KContaminated drinking water is one of the main sources for transmitting infections. A well for potable water was installed on Ijinga, an island on Lake Victoria, within the framework of the projects until now.
Medard Beyanga doing active research on TB: in 2016 still as student, today as doctoral candidate
Clean water via a readily drilled well

Interview with Dr. Franziska Pietsch, Scientific Coordinator of the Institute for Hygiene and Microbiology at the University of Würzburg.

What kinds of activities were you able to initiate during the preparatory phase and first months for the "Else Kröner Center for Advanced Medical & Medical Humanitarian Studies Würzburg – Mwanza/Tanzania"?

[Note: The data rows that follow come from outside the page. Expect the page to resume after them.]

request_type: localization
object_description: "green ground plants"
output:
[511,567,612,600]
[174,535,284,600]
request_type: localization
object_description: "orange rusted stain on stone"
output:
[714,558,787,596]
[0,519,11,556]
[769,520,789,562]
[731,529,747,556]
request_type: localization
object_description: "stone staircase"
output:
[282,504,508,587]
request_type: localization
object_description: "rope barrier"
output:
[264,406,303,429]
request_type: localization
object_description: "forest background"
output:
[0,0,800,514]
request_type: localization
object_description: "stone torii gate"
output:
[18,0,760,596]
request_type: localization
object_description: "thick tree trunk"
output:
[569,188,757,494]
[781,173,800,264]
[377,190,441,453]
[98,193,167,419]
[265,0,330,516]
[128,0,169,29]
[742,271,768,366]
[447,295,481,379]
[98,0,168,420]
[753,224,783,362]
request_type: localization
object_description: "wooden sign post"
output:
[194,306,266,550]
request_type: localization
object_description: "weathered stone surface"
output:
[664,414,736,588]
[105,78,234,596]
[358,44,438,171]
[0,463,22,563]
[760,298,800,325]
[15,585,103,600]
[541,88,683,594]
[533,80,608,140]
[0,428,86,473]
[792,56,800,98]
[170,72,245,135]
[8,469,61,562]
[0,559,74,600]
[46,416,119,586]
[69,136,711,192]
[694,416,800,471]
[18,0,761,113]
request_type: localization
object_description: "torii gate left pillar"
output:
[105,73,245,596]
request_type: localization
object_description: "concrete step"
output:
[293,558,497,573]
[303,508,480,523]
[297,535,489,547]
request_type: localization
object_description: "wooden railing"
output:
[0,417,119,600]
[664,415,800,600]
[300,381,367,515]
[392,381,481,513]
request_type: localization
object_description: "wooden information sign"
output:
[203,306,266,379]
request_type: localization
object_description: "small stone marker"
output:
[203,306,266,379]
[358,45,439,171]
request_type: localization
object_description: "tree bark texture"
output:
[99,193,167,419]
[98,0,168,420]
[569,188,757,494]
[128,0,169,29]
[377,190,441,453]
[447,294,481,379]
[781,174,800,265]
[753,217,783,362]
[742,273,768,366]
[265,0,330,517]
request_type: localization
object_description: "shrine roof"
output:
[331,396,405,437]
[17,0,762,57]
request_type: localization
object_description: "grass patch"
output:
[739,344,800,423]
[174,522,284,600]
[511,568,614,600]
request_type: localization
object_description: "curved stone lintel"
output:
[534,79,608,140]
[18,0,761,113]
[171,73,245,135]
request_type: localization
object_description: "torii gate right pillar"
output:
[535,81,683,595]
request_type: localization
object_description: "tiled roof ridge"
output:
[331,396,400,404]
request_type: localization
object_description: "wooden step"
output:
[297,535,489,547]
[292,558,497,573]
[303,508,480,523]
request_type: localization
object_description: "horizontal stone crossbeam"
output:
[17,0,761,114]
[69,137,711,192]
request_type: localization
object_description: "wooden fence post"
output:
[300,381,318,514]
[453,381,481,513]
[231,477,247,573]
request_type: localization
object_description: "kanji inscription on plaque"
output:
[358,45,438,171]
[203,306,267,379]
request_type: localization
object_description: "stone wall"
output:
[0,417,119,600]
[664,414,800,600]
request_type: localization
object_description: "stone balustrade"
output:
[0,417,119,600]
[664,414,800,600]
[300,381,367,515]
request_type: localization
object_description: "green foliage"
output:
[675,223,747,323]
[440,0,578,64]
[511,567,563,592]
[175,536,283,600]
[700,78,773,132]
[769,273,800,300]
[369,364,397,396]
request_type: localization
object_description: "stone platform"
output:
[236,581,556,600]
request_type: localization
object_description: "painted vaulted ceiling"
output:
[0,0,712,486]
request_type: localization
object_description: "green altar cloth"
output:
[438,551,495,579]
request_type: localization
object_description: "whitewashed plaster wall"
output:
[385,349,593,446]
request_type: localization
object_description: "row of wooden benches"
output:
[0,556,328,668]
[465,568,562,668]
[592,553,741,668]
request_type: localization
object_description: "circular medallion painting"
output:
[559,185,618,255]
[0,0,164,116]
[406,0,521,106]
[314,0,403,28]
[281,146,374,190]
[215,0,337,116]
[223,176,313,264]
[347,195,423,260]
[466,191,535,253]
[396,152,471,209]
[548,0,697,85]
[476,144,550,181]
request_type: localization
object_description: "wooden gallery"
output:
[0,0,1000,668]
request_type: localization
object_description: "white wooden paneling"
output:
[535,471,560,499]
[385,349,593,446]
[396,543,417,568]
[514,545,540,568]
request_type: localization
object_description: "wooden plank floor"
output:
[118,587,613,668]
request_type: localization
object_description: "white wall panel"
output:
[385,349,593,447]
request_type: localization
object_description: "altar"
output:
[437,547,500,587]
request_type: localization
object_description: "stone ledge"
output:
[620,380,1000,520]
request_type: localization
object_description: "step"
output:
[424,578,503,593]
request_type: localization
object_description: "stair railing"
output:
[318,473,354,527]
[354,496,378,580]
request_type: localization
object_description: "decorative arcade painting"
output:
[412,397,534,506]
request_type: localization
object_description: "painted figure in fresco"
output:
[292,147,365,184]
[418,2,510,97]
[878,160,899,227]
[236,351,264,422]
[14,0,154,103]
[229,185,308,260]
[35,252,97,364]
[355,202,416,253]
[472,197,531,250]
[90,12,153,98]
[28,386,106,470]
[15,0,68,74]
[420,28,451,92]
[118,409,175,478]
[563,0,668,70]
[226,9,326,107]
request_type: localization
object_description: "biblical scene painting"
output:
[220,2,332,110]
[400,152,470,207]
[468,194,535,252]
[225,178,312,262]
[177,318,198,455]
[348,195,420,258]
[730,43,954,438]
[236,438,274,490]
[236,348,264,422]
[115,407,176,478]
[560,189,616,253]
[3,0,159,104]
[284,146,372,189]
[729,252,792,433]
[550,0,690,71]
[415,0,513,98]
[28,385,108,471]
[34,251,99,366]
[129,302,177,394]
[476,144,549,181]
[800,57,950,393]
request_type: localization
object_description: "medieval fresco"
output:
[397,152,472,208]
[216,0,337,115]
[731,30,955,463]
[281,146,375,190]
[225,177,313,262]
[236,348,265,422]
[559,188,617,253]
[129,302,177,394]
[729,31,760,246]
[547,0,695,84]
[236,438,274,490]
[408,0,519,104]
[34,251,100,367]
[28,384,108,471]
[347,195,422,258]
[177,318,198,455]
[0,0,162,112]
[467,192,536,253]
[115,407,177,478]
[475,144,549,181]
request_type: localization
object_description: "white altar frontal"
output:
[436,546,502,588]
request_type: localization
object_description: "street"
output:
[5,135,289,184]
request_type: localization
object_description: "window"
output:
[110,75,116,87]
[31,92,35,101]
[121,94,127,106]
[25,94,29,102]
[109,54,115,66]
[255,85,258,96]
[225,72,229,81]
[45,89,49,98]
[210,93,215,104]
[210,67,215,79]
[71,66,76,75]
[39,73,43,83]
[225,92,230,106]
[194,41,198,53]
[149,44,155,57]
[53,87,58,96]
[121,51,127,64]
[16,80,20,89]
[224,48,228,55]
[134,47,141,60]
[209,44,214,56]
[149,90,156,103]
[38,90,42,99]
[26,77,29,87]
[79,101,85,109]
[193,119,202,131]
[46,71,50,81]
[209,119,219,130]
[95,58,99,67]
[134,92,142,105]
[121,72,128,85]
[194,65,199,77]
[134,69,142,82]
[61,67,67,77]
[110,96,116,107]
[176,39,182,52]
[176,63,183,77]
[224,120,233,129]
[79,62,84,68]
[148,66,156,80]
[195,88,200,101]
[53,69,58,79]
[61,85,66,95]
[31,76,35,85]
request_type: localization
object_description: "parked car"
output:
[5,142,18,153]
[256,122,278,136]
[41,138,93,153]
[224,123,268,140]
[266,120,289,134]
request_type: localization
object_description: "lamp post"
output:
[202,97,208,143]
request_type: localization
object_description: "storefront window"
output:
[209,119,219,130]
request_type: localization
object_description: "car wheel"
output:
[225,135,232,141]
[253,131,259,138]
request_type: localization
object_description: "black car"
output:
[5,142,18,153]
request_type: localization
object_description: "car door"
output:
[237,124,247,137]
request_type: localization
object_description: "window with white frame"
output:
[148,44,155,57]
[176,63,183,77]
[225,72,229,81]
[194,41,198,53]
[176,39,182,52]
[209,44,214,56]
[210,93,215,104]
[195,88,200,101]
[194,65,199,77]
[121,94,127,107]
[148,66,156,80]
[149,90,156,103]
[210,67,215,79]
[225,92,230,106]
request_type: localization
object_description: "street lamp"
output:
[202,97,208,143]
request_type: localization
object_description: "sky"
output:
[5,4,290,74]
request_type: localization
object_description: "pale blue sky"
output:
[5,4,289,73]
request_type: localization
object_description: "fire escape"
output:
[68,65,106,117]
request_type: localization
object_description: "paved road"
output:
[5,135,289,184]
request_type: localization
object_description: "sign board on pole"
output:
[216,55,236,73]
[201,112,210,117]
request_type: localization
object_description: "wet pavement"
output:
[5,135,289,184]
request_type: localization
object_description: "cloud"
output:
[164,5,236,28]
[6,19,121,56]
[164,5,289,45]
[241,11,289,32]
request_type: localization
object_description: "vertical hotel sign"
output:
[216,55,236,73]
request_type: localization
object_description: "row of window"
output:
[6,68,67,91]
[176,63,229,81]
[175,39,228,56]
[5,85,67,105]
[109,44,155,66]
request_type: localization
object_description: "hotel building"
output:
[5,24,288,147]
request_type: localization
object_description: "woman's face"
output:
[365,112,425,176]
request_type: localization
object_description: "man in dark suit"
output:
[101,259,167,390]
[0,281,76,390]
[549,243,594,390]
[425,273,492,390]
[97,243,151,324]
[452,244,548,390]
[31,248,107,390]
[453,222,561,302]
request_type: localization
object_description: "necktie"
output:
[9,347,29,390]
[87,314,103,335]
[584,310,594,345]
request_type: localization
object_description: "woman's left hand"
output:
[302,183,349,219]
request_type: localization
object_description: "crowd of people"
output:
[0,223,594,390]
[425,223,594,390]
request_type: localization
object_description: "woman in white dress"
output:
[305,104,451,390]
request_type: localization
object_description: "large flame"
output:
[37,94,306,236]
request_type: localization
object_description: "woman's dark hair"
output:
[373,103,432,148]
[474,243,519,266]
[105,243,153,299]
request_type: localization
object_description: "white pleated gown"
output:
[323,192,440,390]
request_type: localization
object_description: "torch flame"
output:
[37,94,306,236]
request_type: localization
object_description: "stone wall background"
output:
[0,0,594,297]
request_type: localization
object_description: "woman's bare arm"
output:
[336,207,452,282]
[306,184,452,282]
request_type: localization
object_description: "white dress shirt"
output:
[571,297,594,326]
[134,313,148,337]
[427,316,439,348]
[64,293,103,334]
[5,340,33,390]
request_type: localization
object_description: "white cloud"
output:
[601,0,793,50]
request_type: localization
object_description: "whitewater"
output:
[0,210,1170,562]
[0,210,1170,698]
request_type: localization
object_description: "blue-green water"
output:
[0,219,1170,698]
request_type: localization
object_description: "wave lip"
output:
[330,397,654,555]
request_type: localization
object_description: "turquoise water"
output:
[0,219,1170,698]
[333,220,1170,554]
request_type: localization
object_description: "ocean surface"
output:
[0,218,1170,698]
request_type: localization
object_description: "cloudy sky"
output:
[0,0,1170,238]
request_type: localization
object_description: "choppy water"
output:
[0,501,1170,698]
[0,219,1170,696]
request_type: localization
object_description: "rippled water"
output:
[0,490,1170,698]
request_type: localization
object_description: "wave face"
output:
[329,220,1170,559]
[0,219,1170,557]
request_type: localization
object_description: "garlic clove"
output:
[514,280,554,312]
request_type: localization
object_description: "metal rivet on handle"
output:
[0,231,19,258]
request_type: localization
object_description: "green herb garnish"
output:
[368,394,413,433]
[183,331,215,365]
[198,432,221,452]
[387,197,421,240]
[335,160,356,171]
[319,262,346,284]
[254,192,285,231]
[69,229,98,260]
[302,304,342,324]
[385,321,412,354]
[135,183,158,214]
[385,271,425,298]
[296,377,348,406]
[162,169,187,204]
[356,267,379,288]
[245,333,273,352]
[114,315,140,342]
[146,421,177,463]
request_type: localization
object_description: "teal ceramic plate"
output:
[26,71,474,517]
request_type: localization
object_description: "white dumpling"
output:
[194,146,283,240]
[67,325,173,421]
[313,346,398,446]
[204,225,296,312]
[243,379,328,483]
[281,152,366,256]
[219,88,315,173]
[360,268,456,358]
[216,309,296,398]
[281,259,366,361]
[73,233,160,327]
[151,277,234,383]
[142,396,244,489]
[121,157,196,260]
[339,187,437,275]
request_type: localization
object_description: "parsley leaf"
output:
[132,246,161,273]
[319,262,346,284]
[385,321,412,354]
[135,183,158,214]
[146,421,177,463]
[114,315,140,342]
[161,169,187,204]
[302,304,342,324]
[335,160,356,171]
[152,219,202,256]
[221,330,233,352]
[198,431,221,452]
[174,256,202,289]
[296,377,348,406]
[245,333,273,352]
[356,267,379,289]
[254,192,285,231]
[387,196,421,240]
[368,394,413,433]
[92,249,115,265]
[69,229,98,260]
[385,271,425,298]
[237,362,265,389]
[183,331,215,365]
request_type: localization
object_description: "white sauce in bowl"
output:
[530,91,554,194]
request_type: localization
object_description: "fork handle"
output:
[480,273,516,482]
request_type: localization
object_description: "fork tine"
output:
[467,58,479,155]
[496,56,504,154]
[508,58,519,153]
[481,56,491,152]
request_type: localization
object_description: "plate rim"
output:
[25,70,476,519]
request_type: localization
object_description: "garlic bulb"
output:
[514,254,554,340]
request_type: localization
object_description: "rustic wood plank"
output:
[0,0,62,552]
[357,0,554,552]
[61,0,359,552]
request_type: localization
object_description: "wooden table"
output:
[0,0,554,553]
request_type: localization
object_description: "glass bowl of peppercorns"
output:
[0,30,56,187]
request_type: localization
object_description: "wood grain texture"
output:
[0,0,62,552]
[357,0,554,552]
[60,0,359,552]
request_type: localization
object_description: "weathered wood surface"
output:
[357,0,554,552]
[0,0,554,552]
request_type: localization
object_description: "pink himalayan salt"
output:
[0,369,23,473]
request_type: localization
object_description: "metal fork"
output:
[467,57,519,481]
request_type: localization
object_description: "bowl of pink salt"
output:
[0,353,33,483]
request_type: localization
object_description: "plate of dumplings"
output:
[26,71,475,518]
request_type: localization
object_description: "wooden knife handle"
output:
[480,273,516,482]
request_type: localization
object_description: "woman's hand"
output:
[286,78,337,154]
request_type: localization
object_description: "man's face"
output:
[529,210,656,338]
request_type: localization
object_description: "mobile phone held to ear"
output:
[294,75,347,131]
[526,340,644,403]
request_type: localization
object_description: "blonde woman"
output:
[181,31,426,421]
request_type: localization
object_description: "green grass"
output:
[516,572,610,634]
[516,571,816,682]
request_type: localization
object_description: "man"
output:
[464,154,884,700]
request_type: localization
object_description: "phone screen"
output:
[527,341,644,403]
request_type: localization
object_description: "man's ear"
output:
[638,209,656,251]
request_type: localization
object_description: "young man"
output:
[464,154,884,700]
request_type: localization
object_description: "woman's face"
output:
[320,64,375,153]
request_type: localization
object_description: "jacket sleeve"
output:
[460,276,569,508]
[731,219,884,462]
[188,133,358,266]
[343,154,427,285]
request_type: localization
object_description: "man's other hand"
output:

A lot of administrative things were taken care of during the preparatory phase, for instance hiring personnel, concluding a cooperation agreement and obtaining an ethics vote.
Calls for applications for the first two positions for doctoral candidates within the framework of the Else Kröner Center for Advanced Medical & Medical Humanitarian Studies Würzburg – Mwanza, Tanzania were already able to be posted and staffed last year. We are currently working on putting the research projects for the two physicians from Mwanza into concrete terms so that they can commence work on their doctoral theses as soon as possible, both of which are being supervised by professors from Mwanza and Würzburg.
In terms of exchanging medical specialists, we have come to an agreement on the specific need at the university hospital in Mwanza, the Bugando Medical Center, with the physicians there and put together corresponding “doctor tandems” who want to learn from each other in the course of visits at the respective homeland hospital.

What types of specific actions have you taken in the battle against schistosomiasis? What are you planning for this year?

For the joint battle against schistosomiasis, a worm infection extremely widespread in the region around Lake Victoria, staff have been working on-site since the summer of 2020 on the preparations for conducting the baseline survey planned for the spring of 2021. Among other factors, the survey is intended to poll knowledge about the disease and to what degree local health centers are equipped. Working together with the Tanzanian national control program and local authorities, a treatment is supposed to be offered that goes beyond the usual schoolchildren until now to include all other endangered groups of people as well. To be able to get this endeavor on its feet and provide it with a sustainable perspective, training courses are supposed to be offered at the local health centers in which the diagnosis, treatment and prevention of schistosomiasis are taught along with basic laboratory methods for diagnosing neglected tropical diseases (NTDs) such as schistosomiasis. With the help of schooled personnel and building on the momentarily ongoing prevalence and morbidity studies regarding schistosomiasis together with the baseline survey scheduled for the spring, the intention is to raise the population’s awareness of this infectious disease and advise people accordingly.

What other objectives do you have for 2021?

We plan to do a great deal in the current year. The preparations for the exchange program involving medical students and physicians training to become specialists are already up and running with an eye to the summer and fall of this year. To the extent that the situation in both countries permits them, we want to make the several-week-long stays at partner universities and hospitals possible as planned. This would be commensurate with the exchange of 5 Tanzanian and 5 German students, as well as two “doctor tandems” from different specialized fields.
Yet another point on the agenda is posed by the bilateral Master’s program we want to establish together with the colleagues from Mwanza. The goal here is to bring together the levels of expertise in infectiology, epidemiology and clinical biometry from both locations and offer this expert knowledge and experience in a Master’s program open to students from both universities. The various modules are supposed to be taught by the respective experts at the partner universities and hospitals.
Last but not least, we hope to be able to finally inaugurate the Else Kröner Center officially too towards the end of the year within the course of the CUHAS Scientific Conference scheduled for November 2021 in Mwanza.